She stopped in her tracks, apparently decided it wasn’t worth it, and headed off again.

“You’re a jerk,” Jamie commented.

“He knew,” I said.  “The Shepherd.  Something tipped him off.”

“I did it right,” Mary said, under her breath.

“Apparently not,” I said.  “Plus side is, I think he blames Lacey.  He seemed eager to invite us back, but not so much for our teacher.”

Mary looked annoyed, apparently not even hearing what I was saying.  “The tea shouldn’t have even been swirling by the time he returned to it.  The powder didn’t change the color, I even moved the spoon back.”

“No,” Jamie said.

No?” Mary asked.

“No.  It wasn’t the same when you put it back,” Jamie said.  “I’m thinking back, and the spoon was upside down.  It was rightside up when you put it back.”

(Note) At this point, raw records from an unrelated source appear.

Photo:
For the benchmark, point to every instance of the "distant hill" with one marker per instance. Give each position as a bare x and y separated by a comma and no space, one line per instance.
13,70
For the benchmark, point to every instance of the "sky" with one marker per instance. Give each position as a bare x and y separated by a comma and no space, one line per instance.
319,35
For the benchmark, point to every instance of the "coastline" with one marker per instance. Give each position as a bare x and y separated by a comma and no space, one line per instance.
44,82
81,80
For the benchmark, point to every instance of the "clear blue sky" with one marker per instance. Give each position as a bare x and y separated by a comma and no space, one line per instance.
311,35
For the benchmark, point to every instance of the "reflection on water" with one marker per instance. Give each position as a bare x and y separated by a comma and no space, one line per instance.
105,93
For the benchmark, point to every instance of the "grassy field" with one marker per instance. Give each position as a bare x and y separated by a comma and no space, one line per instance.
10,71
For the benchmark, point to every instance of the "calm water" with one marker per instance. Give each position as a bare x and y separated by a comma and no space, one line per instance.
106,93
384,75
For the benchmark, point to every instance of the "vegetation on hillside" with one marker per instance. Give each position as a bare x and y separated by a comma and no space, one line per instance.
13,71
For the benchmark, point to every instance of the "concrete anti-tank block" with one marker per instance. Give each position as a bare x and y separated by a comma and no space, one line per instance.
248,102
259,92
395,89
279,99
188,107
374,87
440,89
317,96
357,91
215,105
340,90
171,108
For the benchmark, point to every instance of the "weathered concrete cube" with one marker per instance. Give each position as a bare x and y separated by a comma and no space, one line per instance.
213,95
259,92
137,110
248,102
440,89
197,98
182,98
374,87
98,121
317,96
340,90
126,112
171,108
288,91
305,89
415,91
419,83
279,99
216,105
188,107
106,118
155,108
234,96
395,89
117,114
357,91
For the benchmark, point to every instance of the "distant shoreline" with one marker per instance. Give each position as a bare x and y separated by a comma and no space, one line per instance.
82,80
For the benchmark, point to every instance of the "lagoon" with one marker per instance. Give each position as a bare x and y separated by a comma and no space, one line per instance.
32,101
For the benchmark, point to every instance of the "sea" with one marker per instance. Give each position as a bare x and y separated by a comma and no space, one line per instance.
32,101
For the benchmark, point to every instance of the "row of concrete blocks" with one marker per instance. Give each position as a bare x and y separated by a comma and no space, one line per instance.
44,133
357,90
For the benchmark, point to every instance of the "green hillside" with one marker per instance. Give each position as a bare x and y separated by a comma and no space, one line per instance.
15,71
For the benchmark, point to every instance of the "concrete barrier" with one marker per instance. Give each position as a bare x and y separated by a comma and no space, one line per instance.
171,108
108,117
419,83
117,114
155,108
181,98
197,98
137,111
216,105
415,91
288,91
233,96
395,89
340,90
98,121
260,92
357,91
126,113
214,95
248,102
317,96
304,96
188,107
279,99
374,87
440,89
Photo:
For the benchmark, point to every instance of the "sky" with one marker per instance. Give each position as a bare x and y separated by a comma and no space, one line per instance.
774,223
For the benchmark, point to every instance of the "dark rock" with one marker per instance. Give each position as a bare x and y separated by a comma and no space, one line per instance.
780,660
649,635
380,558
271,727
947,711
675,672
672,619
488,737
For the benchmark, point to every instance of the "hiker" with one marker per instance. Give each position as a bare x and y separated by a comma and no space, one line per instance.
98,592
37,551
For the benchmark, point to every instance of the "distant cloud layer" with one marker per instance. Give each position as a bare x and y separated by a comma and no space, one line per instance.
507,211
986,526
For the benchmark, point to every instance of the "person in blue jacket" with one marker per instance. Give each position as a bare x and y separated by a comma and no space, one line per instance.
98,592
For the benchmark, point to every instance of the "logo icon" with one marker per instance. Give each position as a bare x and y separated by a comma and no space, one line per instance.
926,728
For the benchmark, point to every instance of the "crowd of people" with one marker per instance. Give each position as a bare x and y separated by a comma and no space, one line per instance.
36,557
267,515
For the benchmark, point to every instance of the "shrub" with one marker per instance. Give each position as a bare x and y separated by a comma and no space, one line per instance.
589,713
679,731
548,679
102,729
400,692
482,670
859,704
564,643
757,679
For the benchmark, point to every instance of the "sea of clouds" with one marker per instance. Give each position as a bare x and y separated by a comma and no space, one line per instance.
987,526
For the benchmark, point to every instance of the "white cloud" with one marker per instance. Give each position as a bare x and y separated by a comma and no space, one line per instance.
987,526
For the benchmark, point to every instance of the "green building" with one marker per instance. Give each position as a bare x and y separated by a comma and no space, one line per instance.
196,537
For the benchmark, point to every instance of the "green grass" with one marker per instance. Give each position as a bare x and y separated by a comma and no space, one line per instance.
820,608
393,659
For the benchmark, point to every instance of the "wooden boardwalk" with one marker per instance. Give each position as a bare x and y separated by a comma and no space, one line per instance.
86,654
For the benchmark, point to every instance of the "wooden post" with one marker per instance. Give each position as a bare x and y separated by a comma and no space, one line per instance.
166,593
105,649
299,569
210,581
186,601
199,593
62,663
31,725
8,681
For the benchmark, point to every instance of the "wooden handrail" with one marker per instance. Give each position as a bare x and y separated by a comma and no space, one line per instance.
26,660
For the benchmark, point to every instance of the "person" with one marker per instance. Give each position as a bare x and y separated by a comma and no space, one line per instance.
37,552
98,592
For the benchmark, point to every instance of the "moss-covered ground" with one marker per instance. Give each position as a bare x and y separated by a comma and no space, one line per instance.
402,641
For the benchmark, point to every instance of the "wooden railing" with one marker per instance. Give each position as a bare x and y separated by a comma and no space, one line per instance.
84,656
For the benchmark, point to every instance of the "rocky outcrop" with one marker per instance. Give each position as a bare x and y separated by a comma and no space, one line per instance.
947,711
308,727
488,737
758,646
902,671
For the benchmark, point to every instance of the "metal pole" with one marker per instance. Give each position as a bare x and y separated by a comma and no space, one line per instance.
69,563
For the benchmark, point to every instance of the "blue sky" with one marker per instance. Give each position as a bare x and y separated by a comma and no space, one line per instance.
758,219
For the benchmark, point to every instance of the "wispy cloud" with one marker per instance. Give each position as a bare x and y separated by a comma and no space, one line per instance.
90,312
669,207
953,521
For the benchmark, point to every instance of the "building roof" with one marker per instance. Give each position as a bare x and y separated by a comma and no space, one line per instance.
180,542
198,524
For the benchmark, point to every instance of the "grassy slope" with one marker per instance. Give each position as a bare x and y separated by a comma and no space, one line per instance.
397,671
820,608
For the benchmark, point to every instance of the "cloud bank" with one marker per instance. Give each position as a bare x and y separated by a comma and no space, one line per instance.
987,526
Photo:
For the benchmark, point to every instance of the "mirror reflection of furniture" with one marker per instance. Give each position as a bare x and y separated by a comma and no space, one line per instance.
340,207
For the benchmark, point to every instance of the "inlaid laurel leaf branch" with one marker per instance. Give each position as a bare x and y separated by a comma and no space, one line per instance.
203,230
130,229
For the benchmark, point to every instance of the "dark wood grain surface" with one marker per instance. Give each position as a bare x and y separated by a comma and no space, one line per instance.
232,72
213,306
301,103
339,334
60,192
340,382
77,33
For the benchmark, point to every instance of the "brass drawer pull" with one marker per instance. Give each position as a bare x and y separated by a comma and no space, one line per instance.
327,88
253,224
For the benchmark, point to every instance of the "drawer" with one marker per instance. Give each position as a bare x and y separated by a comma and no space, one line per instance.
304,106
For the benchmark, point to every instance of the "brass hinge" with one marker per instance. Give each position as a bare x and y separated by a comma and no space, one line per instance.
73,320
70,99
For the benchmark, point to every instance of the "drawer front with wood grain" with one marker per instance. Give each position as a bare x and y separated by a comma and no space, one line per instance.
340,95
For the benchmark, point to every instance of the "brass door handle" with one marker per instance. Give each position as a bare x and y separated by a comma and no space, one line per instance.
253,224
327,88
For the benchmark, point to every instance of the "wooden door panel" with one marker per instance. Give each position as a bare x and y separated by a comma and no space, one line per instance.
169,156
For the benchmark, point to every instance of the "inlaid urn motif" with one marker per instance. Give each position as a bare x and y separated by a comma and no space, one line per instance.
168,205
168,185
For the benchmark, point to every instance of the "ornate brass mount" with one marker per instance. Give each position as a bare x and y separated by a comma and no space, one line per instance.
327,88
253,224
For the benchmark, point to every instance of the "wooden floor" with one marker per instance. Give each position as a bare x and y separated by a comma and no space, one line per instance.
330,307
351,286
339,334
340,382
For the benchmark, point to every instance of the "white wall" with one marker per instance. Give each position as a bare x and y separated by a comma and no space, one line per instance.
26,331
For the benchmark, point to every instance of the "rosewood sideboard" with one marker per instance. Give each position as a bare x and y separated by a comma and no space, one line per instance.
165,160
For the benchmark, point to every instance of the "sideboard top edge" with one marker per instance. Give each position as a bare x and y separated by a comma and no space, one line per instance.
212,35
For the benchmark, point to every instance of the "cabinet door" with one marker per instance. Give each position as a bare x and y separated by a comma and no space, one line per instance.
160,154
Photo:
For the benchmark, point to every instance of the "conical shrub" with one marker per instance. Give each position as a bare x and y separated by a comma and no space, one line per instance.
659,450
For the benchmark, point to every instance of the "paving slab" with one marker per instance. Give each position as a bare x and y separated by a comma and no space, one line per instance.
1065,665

“That’s ridiculous,” Mary said.  “How would you even tell until you took the spoon out?”

“They were nice spoons, maybe with marks on the underside of the handles,” I said.  “Something you said at the beginning tipped him off.  I think he took it to mean she’d been brainwashed or the Academy had its hooks in her.  He took a sudden interest in your welfare.  While getting into a protective mindset, he got into a defensive one too.  Got a bit more cautious.  Prey instinct, maybe.  Probably not, but maybe.”

“Sensing something wrong from clues he didn’t even consciously take in,” Helen said.

I nodded.  “If I had to guess, he’s been especially wary ever since the war ended.  He had coins or something stacked in a certain order above every door or window he doesn’t tend to leave open.  Stones left at the base of the door, so he knows if it’s been opened.  Everything in a place, to the point where he knows if anything’s been tampered with.”

“Why?” Mary asked.

“Because he’s paranoid, and rightly so,” I said.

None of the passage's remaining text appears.